In the 1920s, British Royal Air Force pilots recorded their first sightings of what they dubbed Desert Kites: huge patterns carved into the rocky terrain. Archaeologists have debated the purpose of these depictions, which appear in different geographic areas and eras, dating from the Neolithic (10,000-2,200 BC) in Jordan, to the Early Bronze Age (3,300-2,100 BC) in the Negev Desert in Israel and the Bronze Age (2,100-1,550 BC) in Armenia. In March 2022, the Journal of World Prehistory published “The Use of Desert Kites as Hunting Mega-Traps”, a study able to demonstrate how kites were used as hunting traps.
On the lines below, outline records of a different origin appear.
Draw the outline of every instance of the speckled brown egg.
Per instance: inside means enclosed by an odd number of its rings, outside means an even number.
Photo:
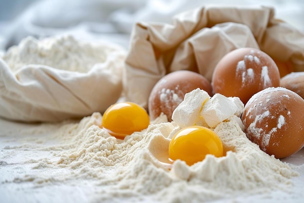
[[[202,75],[190,71],[176,71],[161,78],[152,89],[149,98],[148,111],[151,120],[161,112],[172,121],[172,113],[183,101],[185,95],[200,88],[212,93],[210,82]]]
[[[248,138],[276,158],[287,157],[304,146],[304,100],[282,87],[253,95],[241,119]]]
[[[304,72],[294,72],[281,78],[280,86],[293,91],[304,99]]]
[[[237,96],[246,104],[255,93],[280,85],[280,73],[275,62],[264,52],[242,48],[228,53],[213,72],[214,93]]]

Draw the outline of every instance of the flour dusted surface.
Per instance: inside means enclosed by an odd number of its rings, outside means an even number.
[[[163,122],[121,141],[98,126],[101,118],[96,113],[79,123],[62,124],[49,135],[47,140],[52,141],[48,145],[42,141],[35,145],[7,146],[6,150],[10,151],[24,148],[52,155],[29,158],[27,163],[32,168],[27,174],[16,174],[14,180],[2,182],[30,182],[43,187],[74,180],[85,184],[90,180],[96,185],[95,195],[90,197],[92,202],[131,198],[200,202],[244,192],[288,190],[292,185],[290,178],[296,175],[287,164],[252,143],[235,121],[222,122],[214,130],[228,151],[225,156],[207,155],[191,167],[177,161],[169,170],[153,154],[166,153],[168,138],[180,129],[174,122],[159,120]]]
[[[10,48],[2,56],[13,71],[29,64],[45,65],[61,70],[86,73],[104,62],[111,47],[77,40],[71,36],[45,38],[32,37]]]

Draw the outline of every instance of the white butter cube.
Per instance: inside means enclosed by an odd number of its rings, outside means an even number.
[[[198,88],[185,94],[183,101],[173,112],[172,120],[182,128],[205,126],[200,113],[203,105],[210,97],[208,93]]]
[[[244,104],[243,102],[237,97],[228,97],[228,98],[230,99],[236,106],[237,109],[235,113],[235,115],[237,117],[241,117],[241,115],[244,110]]]
[[[239,110],[234,100],[216,93],[206,102],[201,111],[201,116],[210,128],[215,128]]]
The recent discovery of ancient salt kitchens found underwater in a national park in Belize provides archaeologists with new insights into the role of salt in the Mayan economy. In a study published in Antiquity, Louisiana State University anthropologists Heather McKillop and E. Cory Sills documented four underwater post-and-tile structures in Paynes Creek National Park that would have had this function. In addition to giving flavor to food, salt was used by the Maya also to preserve food in a tropical climate.